Why can we take the colimit over the category of elements?

Question

I'm trying to understand J. P. Murre's Tata notes on Grothendieck's theory of the fundamental group. For a Galois category $\mathcal C$ (which I'm taking to be locally small) with fundamental functor $F : \mathcal C \to \mathsf{FinSet}$, Murre shows that $F$ is pro-representable by showing that $F(X)$ is naturally isomorphic to $\operatorname*{colim}_{(S, \tau) \in \mathcal I^\mathrm{op}}\operatorname{Hom}_\mathcal C(S, X)$, where $\mathcal I$ is the full subcategory of the category of elements $\mathcal E$ consisting of minimal pairs. A pair $(S, \tau)$ is minimal if whenever $$ j : (X, \xi) \to (S, \tau) $$ is a morphism in $\mathcal E$ with $j : X \hookrightarrow S$ monic in $\mathcal C$, in fact $j$ is an isomorphism.
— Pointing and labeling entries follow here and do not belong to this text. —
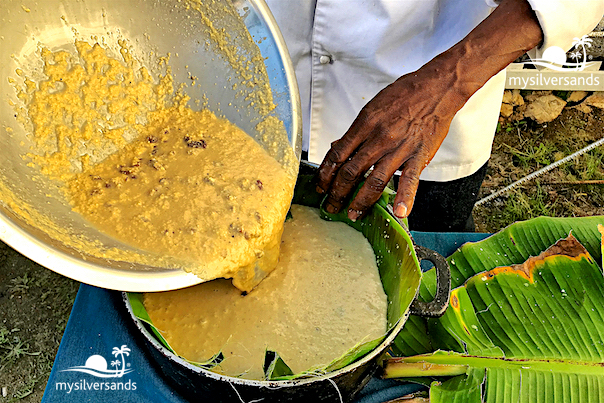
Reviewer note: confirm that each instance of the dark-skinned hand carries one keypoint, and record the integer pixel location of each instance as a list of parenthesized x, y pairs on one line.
[(402, 127), (404, 124)]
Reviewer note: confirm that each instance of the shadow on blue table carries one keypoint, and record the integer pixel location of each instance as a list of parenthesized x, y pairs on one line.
[(100, 358)]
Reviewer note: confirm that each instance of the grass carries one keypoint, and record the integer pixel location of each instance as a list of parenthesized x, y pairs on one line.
[(35, 302), (35, 305), (521, 148)]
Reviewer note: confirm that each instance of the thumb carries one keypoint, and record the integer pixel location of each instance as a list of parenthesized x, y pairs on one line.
[(407, 187)]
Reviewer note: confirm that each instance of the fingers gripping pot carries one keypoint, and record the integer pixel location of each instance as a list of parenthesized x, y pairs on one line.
[(398, 262)]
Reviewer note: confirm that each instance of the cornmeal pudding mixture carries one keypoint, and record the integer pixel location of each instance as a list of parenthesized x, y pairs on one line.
[(324, 298), (143, 167)]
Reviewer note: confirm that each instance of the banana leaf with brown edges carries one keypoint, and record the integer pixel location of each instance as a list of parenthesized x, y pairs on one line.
[(519, 329)]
My concern is that, although Murre calls $\mathcal E$ a set, it seems like $\mathcal I$ might not be a small category if $\mathcal C$ itself is not small, so I don't see how we know that $\operatorname*{colim}_{(S, \tau) \in \mathcal I^\mathrm{op}}\operatorname{Hom}_\mathcal C(S, X)$ exists.
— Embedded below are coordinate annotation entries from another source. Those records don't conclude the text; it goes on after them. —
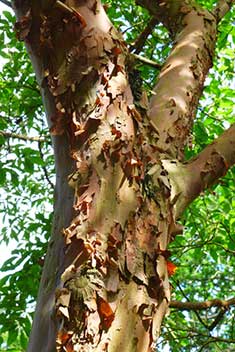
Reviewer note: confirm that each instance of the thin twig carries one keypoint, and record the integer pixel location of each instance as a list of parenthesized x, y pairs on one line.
[(7, 3), (44, 168), (147, 61), (221, 8), (140, 41), (21, 136), (202, 305)]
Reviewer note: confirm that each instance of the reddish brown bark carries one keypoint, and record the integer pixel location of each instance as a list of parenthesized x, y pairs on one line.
[(105, 284)]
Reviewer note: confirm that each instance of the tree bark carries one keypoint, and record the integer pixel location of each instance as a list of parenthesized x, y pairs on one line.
[(105, 283)]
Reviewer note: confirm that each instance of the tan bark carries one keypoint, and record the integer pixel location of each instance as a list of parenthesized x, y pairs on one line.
[(105, 284)]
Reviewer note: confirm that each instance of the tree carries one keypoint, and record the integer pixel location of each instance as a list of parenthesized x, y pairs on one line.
[(123, 178)]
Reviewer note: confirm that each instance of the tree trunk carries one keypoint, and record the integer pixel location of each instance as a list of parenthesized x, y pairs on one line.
[(105, 282)]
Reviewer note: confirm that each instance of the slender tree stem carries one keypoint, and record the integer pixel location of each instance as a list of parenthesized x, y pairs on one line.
[(21, 136), (6, 2)]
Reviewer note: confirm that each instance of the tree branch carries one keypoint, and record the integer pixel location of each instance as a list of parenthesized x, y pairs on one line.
[(7, 3), (202, 305), (140, 41), (222, 7), (190, 179), (21, 136), (147, 61), (173, 108), (43, 167)]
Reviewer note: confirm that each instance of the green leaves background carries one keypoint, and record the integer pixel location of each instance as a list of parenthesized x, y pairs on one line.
[(204, 254)]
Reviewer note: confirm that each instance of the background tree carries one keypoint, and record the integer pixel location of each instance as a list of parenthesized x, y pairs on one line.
[(136, 240)]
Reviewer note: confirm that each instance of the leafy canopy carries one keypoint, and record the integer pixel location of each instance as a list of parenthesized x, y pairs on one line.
[(204, 253)]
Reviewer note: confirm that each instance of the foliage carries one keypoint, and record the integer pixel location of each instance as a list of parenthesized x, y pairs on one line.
[(205, 252)]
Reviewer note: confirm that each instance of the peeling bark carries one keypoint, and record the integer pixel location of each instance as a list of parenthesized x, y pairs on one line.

I was told that the category of étale coverings over a fixed locally Noetherian connected prescheme is (essentially?) small, and if that's true, then I could believe that the categories of finite separable extensions of a fixed field and covering spaces over a fixed connected space (the categories I want to show are Galois for a presentation I need to give) are also (essentially) small, so should I just assume that a Galois category is (essentially) small? Alternatively, is there an argument that shows $\mathcal I^\mathrm{op}$ is cofinally small, perhaps using the fact that $\mathcal E^\mathrm{op}$ is filtered?

Answer 1

If I'm not mistaken, a cosequence of the arguments in Murre's proof is that the inclusion $J^{\text{op}}\colon\mathcal I^{\text{op}}\hookrightarrow \mathcal E ^{\text{op}}$ is a final functor: It's easy to see that if $H\colon \mathcal A\hookrightarrow \mathcal B$ is fully faithful and $\mathcal B$ is filtered, then $H$ is final if and only if for any $b\in\mathcal B$ there exists $a\in\mathcal A$ and a map $b\to Ha$ in $\mathcal B$. In your case this condition is satisfied by point (*) of the proof.

Now use the property of final functors applied to $J^{\text{op}}$: this says (in particular) that if the colimit of $G\colon \mathcal E^{\text{op}}\to \mathcal K$ exists, then also the colimit of $GJ^{\text{op}}\colon \mathcal I^{\text{op}}\to\mathcal K$ exists, and in that case they coincide. In your situation we already know that the colimit indexed on $\mathcal E^{\text{op}}$ exists and is equal to $F$ (it is always true, independently of the size of $\mathcal C$, that any functor $F\colon \mathcal C\to \text{Set}$ is the colimit of the diagram indexed on the category of elements), thus you can conclude.